Leading the metamorphosis from bawdy gin-joints to gentrified brasseries in the former red light precinct, the multi-level Potts Point Hotel (PPH) has created a space to samba to retro, sipping an old-style cocktail.

The PPH – formerly the Sugarmill – reopened early 2017 to the changing demographics and opportunities of Kings Cross and Potts Point. While the rooftop bar Sweethearts continues to see strong trade, the former Kit & Kaboodle nightclub on levels two and three did not reopen.

Enter Boogie Mountain, named in a nod to cults of the Arizona desert.
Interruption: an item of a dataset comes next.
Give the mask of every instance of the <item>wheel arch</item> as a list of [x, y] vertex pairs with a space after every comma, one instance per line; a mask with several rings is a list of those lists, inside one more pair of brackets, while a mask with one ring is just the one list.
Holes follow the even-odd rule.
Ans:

As the infamous precinct reinvents in the wake of the lockout, PPH director John Duncan says they’re aiming for the new coalface.

“The time is right to start something new,” says Duncs. “We are very excited to give the space a new lease on life, with Boogie Mountain adding a great new option to Sydney’s late-night scene.”

Up flights of stairs beside the street level Hotel, Boogie Mountain greets patrons with mirrors and neon and bold red velvet booths, beneath the sounds of the likes of Talking Heads and Iggy Pop, and ‘Vinyl-Only’ on Thursday nights, with all-you-can-eat poutine.

Classic cocktails like the Alabama Slammer and Sex on the Beach front a drinks list that includes all Australian wines, and magnums of rosé.

The menu will champion share plates and “playful” meals, from decadent lobster poutine to arancini-style ‘Disco Balls’, and later in the evening the Midnight Snack menu kicks in, offering cheeseburgers, fries and apple pies delivered to your table.

“We wanted to create a space that celebrated what Sydney was always about,” says designer Byron Georgouras. “A youthful loss of innocence, a sense of adventure, simple pleasures and free spirit.”

A warm-up soft launch tomorrow night will saunter into doors swinging open to the public on Friday (20 April).

Holding its own identity, separate to PPH, Boogie Mountain will be open Thursday to Saturday, with a Sydney-special 2am lockout, and 3:30 lock-in, and Duncan says it will be worth the climb.

“You walk up a mountain of stairs, when you get there what are you going to do?”